Private sales are more common for Raphael's works, and in 2004 the National Gallery paid £22m to stop his Madonna of the Pinks leaving the UK. The portrait sold yesterday, to a private collector, shows a sumptuously dressed Medici, draped in a shawl of gold and red with a delicately painted fur collar, standing against a rich green background.

The detail in the depiction of his robes is typical of the Italian master, who began his career in provincial church decoration, and came to be known as the "Prince of Painters".

The painting, which has been on display at Christie's in London since 30 June, is also politically important. It was commissioned by Medici's uncle, Pope Leo X, just before the duke got married to a wife he had never seen. The miniature portrait of his future wife that can be seen clutched in the sitter's hand gave the duke his first sneak preview of his betrothed. The pope was involved in the commission as he had personally arranged his nephew's marriage to Madeleine de la Tour D'Auvergne, a cousin of the king of France.

Lorenzo de' Medici, who was the Duke of Urbino and the ruler of Florence between 1513 and 1519, was the Charles Saatchi of the Renaissance. As one of the most influential art collectors of the time, he and his family commissioned a score of artists that reads like a Who's Who of artistic Florence.
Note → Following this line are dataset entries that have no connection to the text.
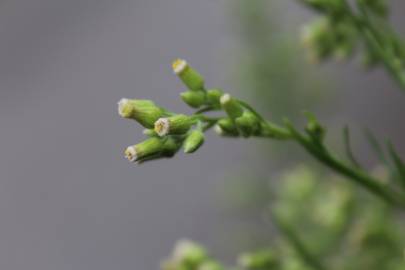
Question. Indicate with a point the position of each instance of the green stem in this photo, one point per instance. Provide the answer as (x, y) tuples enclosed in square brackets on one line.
[(292, 237), (373, 39)]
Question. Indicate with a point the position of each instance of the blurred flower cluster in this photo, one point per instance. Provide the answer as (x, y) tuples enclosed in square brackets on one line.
[(167, 132), (342, 27), (321, 223)]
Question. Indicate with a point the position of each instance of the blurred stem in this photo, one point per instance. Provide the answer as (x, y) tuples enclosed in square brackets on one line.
[(292, 237), (373, 39), (316, 147)]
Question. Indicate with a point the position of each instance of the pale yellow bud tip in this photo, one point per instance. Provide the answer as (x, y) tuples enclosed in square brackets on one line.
[(218, 130), (225, 98), (179, 65), (130, 154), (162, 126), (121, 107)]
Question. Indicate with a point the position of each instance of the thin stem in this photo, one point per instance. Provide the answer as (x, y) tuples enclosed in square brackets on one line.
[(292, 237)]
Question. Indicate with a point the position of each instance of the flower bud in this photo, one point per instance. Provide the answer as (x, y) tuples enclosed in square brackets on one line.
[(193, 141), (174, 125), (194, 99), (149, 132), (150, 147), (226, 127), (264, 259), (190, 77), (170, 147), (214, 96), (231, 106), (145, 112), (210, 265), (248, 123), (314, 128), (189, 253)]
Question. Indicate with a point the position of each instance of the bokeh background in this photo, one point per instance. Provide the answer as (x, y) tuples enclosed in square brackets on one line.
[(68, 198)]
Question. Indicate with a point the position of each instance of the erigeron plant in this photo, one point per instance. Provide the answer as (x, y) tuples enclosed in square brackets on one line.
[(344, 26), (371, 240), (168, 132)]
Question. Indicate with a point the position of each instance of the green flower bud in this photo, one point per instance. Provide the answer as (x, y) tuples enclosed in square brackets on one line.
[(174, 125), (150, 147), (193, 141), (194, 99), (319, 38), (314, 128), (210, 265), (189, 253), (214, 96), (190, 77), (231, 106), (264, 259), (226, 127), (170, 147), (145, 112), (248, 124)]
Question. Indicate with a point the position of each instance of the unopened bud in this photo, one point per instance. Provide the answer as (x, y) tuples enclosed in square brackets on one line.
[(194, 99), (231, 106), (170, 147), (193, 141), (214, 96), (314, 128), (248, 123), (189, 253), (226, 127), (175, 125), (264, 259), (150, 147), (145, 112), (190, 77), (210, 265)]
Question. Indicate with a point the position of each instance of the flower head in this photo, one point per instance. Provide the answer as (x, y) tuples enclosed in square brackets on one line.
[(145, 112)]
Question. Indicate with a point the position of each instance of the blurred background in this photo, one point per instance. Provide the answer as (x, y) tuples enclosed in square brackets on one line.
[(68, 198)]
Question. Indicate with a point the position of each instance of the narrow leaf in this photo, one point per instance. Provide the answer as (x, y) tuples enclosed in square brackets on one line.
[(348, 148)]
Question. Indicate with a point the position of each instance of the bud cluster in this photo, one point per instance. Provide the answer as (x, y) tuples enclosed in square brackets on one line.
[(167, 132), (342, 28), (188, 255)]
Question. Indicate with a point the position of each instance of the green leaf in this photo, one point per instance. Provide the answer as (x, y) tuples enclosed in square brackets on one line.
[(399, 164), (348, 148)]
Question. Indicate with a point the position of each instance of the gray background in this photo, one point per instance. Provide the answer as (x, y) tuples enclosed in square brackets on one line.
[(68, 199)]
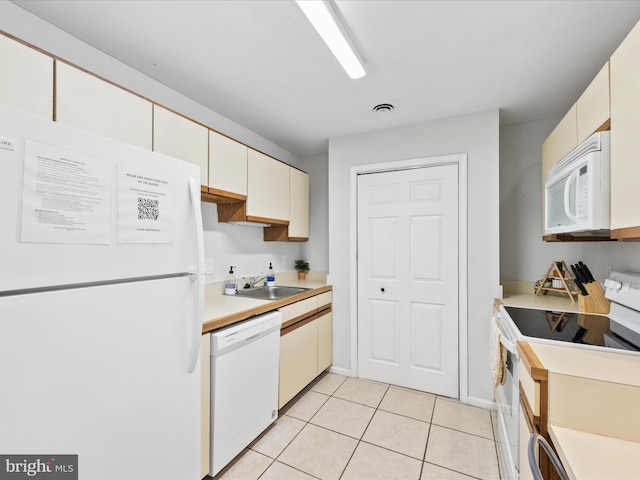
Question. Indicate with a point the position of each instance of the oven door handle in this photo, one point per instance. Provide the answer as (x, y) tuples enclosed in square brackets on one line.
[(510, 346)]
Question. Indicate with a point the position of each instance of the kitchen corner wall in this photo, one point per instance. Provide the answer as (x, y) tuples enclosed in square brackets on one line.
[(523, 254), (242, 247), (316, 250), (477, 136)]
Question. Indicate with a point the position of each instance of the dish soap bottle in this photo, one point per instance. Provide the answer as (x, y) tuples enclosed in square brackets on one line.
[(271, 276), (230, 284)]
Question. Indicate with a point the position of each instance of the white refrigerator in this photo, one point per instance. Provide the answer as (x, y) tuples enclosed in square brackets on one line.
[(101, 297)]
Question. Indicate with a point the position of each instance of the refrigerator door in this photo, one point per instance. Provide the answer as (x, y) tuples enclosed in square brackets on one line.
[(102, 372), (81, 208)]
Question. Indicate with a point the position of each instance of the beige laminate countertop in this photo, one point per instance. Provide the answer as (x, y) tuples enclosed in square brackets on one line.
[(589, 456), (613, 367), (543, 302), (615, 380), (221, 310)]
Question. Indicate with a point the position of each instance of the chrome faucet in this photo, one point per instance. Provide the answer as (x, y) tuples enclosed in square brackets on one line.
[(261, 277)]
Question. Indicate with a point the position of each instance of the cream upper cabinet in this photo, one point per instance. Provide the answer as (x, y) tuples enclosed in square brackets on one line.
[(267, 187), (561, 141), (179, 137), (26, 82), (592, 108), (625, 125), (298, 205), (89, 103), (227, 164)]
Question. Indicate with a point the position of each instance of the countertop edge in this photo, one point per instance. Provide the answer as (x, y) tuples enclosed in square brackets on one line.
[(223, 321)]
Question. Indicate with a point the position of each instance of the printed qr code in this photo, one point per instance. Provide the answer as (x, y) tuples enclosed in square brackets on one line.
[(147, 209)]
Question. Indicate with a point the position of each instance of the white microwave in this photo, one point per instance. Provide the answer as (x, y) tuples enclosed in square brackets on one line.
[(578, 189)]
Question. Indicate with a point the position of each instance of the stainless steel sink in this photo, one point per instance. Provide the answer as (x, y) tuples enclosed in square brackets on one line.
[(270, 293)]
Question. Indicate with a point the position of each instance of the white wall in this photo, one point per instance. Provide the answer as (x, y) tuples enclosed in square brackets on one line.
[(523, 255), (243, 248), (316, 250), (225, 244), (475, 134)]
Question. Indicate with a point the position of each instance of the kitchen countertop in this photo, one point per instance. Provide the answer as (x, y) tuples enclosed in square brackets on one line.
[(587, 455), (222, 310), (605, 445), (520, 294)]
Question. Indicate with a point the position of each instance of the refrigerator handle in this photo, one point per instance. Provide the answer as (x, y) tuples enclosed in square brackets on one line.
[(197, 276)]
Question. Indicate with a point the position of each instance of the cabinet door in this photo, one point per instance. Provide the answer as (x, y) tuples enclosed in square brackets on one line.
[(592, 108), (298, 360), (179, 137), (227, 164), (298, 205), (26, 82), (625, 125), (92, 104), (267, 187), (325, 341), (561, 141)]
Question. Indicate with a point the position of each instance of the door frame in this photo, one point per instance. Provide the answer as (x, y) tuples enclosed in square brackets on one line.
[(459, 159)]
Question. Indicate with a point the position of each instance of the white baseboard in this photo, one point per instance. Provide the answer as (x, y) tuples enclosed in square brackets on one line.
[(345, 372), (482, 403)]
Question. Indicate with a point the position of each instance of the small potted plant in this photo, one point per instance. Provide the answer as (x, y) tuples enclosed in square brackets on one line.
[(302, 267)]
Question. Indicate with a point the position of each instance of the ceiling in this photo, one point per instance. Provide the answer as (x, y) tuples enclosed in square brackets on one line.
[(261, 64)]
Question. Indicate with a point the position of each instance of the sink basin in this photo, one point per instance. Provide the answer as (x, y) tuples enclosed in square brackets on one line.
[(270, 293)]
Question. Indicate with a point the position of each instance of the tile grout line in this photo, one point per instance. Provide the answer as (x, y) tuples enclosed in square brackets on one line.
[(360, 440)]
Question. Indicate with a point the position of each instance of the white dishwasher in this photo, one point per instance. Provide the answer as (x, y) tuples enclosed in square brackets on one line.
[(245, 365)]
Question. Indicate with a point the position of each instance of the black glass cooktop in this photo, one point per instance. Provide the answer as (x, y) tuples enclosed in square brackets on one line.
[(574, 327)]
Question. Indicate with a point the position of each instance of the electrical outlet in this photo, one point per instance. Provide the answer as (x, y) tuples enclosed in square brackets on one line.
[(208, 266)]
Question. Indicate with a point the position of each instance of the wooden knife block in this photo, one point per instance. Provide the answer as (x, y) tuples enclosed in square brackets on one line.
[(595, 302)]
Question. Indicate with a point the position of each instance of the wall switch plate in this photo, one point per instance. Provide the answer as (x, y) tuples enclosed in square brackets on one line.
[(208, 266)]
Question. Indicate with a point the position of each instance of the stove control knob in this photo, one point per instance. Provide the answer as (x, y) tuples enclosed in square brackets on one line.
[(612, 285)]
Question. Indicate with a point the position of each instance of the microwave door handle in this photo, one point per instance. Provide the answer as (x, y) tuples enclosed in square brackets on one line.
[(567, 206)]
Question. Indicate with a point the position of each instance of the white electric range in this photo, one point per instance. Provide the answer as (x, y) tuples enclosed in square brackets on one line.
[(617, 331)]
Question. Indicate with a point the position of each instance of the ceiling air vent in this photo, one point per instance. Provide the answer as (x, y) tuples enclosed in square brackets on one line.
[(383, 108)]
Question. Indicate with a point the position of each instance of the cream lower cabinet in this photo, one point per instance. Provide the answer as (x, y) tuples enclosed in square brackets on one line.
[(625, 147), (26, 83), (90, 103), (305, 344), (179, 137), (325, 341), (298, 359)]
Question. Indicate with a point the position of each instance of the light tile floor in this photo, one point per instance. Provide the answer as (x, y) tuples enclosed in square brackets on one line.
[(354, 429)]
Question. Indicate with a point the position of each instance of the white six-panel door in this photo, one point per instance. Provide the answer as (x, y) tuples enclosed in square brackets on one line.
[(408, 278)]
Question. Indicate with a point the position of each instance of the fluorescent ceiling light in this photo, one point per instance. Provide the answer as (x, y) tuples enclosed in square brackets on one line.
[(326, 24)]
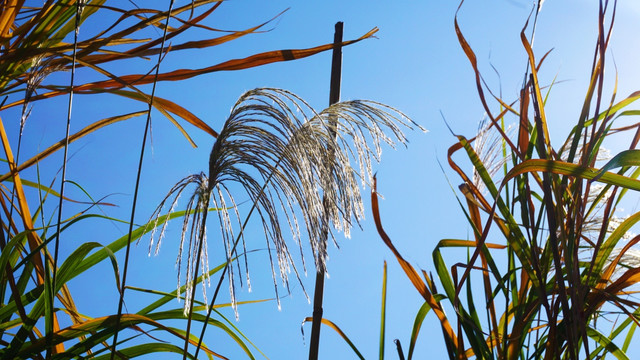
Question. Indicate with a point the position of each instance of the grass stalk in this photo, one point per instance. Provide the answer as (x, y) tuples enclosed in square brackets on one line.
[(137, 185)]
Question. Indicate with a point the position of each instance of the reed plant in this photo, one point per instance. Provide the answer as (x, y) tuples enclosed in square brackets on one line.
[(40, 44), (554, 265)]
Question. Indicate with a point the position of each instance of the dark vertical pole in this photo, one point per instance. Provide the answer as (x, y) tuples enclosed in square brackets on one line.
[(334, 97)]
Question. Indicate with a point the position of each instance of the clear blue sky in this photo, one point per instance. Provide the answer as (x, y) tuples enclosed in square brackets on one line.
[(415, 65)]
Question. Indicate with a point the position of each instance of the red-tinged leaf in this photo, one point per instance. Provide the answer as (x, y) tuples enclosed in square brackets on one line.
[(410, 271), (236, 64), (60, 144), (564, 168)]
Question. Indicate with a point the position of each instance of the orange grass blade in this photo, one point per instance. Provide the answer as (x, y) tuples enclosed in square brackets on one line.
[(236, 64), (57, 146), (410, 271), (564, 168)]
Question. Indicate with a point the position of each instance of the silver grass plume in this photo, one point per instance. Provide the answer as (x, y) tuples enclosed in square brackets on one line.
[(286, 157)]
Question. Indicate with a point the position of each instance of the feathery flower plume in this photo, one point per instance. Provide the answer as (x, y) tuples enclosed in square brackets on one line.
[(286, 157)]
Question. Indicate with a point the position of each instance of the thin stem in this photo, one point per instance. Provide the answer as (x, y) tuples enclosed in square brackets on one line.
[(135, 193), (195, 278), (334, 97), (64, 177)]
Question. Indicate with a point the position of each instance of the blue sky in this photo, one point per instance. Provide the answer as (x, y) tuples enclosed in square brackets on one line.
[(415, 65)]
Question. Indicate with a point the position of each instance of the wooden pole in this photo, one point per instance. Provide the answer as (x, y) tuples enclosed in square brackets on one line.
[(334, 97)]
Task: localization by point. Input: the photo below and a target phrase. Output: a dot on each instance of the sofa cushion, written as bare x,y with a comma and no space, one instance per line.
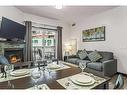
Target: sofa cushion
106,56
3,60
82,61
82,54
95,65
72,60
94,56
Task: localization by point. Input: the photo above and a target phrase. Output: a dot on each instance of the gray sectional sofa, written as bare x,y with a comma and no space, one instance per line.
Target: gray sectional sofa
107,64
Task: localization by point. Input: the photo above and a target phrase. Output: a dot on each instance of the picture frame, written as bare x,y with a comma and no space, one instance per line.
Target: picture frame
94,34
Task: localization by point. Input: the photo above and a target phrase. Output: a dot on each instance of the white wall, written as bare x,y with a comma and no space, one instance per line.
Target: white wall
115,21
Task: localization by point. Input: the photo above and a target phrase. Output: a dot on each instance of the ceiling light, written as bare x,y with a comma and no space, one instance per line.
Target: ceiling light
58,6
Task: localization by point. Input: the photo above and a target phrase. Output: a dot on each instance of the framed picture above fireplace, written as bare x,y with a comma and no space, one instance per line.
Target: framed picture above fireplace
94,34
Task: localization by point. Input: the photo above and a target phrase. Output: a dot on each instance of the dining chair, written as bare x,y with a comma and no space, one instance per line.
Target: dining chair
119,82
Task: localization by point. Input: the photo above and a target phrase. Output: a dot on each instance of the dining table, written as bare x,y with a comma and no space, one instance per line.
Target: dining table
50,78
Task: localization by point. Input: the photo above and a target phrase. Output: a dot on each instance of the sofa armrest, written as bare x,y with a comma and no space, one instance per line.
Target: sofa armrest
110,67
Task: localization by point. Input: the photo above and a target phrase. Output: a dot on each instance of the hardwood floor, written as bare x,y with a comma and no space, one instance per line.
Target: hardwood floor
113,79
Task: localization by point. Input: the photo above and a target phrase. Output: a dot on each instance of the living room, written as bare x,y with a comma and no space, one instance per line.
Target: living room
77,19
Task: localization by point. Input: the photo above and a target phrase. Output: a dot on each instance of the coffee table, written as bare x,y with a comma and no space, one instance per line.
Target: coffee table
50,80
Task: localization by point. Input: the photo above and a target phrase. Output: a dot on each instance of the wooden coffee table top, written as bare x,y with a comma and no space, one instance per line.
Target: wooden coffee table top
27,82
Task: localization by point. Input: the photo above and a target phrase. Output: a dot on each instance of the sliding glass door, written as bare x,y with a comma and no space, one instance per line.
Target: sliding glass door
44,43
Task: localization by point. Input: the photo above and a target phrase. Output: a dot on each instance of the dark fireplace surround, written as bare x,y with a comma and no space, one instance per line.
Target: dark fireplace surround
14,55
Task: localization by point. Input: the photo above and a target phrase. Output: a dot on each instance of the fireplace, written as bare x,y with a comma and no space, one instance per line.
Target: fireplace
14,55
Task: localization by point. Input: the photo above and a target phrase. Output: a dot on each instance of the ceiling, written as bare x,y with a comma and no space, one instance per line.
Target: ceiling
69,14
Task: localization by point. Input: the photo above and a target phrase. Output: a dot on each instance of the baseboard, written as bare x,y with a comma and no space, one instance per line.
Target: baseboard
121,73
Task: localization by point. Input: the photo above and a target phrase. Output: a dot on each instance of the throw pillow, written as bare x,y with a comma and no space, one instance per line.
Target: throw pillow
3,60
82,54
94,56
78,53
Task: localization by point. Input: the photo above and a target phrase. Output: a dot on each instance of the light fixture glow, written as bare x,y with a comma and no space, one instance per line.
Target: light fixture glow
58,6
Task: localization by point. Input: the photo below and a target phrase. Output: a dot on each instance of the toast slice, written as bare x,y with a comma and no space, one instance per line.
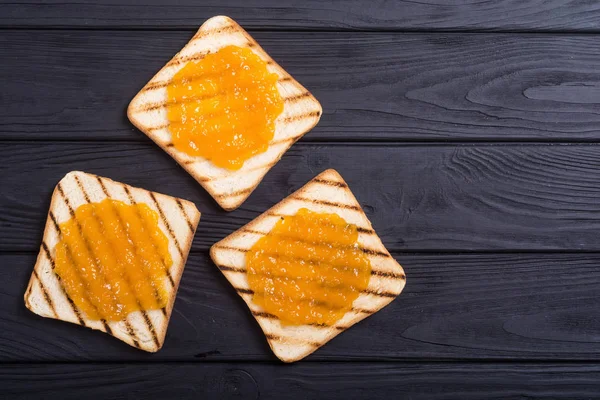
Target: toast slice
327,192
45,294
147,111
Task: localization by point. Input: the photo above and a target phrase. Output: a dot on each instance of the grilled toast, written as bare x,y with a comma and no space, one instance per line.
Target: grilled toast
45,294
147,111
327,192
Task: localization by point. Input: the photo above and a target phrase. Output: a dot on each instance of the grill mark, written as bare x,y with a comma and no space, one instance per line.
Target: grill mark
150,327
162,84
69,300
132,201
80,186
155,106
241,270
234,194
278,338
363,311
331,183
231,269
203,33
45,292
253,231
383,274
158,127
135,248
155,85
375,252
295,98
241,171
327,203
380,294
324,304
185,216
286,140
181,60
266,315
53,218
164,219
219,246
132,334
299,117
366,231
262,314
242,250
391,275
87,245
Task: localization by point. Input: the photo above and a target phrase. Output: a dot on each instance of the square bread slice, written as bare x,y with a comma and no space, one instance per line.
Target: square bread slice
147,111
45,294
329,193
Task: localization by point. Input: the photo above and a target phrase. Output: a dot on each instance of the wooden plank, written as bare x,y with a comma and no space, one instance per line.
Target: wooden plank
539,15
454,307
419,198
303,380
373,86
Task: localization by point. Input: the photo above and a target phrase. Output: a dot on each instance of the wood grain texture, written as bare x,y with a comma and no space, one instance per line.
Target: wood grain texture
303,381
454,307
419,198
544,15
373,86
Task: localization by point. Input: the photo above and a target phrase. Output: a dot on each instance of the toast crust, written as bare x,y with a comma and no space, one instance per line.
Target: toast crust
45,295
327,192
229,188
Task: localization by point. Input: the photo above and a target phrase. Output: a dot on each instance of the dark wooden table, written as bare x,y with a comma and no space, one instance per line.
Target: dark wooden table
468,130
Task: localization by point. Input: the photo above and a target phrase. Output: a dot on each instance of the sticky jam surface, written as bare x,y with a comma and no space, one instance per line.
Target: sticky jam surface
308,269
223,107
112,259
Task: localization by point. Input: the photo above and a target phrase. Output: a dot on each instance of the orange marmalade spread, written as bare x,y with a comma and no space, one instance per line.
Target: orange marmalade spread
223,107
112,259
308,269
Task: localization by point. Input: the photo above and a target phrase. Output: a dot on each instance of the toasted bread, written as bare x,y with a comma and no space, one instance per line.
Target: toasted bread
327,192
45,294
147,111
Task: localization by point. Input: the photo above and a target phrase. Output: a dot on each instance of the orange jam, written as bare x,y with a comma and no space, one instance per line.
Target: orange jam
308,269
223,107
112,259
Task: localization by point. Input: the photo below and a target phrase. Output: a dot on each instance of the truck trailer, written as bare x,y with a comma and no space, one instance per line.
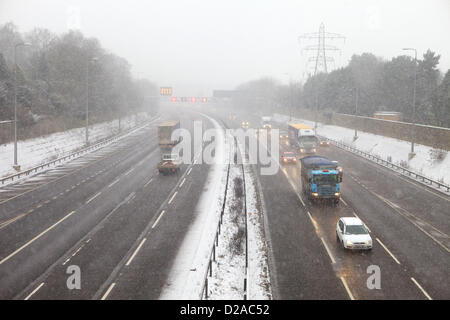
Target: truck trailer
321,179
165,131
304,137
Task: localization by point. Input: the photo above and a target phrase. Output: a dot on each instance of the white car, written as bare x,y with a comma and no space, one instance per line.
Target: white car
353,234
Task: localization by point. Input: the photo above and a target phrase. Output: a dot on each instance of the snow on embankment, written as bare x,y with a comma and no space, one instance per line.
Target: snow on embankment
185,280
424,161
33,152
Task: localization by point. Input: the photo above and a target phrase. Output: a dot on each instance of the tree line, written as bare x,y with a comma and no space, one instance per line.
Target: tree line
55,72
371,83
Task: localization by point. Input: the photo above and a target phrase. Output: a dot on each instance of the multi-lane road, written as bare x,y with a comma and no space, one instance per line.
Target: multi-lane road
109,213
112,215
408,222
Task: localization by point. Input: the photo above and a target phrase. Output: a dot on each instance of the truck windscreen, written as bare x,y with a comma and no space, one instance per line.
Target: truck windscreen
308,139
322,179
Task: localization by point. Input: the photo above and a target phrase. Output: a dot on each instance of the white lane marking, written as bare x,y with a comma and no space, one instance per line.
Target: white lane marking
328,251
34,291
312,220
114,182
421,289
151,179
347,288
157,220
387,250
35,238
354,213
94,197
5,223
135,252
173,196
414,220
108,291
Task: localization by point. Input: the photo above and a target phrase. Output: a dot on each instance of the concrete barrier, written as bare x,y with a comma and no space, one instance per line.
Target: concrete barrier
436,137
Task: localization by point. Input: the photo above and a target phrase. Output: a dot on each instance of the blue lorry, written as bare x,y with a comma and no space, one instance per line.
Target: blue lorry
321,179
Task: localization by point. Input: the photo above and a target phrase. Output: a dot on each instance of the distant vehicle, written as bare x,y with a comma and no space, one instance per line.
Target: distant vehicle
324,142
170,163
339,169
353,234
283,134
304,137
288,157
320,179
165,131
388,115
266,122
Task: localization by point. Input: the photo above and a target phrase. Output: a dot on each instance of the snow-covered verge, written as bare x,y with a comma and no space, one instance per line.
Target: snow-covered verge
229,269
33,152
186,279
259,287
424,162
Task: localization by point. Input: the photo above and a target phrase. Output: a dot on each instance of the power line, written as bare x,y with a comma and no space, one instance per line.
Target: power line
320,58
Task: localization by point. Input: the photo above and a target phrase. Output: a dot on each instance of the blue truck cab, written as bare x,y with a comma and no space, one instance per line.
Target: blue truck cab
321,179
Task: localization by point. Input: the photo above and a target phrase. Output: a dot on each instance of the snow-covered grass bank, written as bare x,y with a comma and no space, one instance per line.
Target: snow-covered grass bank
188,272
259,287
33,152
229,269
424,162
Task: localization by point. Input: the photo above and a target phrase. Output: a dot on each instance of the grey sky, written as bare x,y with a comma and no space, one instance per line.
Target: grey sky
200,45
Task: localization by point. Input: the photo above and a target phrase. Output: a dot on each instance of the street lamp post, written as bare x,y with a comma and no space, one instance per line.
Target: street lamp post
412,154
16,166
356,113
87,98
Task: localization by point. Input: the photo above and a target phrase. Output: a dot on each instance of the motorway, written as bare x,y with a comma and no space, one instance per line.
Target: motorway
408,223
109,210
111,214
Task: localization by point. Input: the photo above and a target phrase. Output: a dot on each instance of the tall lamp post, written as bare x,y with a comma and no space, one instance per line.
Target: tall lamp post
87,97
291,98
16,166
412,154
The masters patronised by the Florentine family included Botticelli, Leonardo da Vinci, Donatello and Fillippo Lippi.

Richard Knight, the international director of Christie's old master department, said he was delighted the "remarkable" painting had finally come to auction. "The importance of the artist and the sitter, together with the provenance and the historical context behind this painting's creation, make it one of the most significant old master pictures to be offered at auction for a generation," he said.

Other masterpieces under the hammer at Christie's yesterday were a Pieta by the 17th-century Venetian artist Domenico Zampieri, and a portrait by the British Restoration painter and official artist to Charles II, Sir Peter Lely.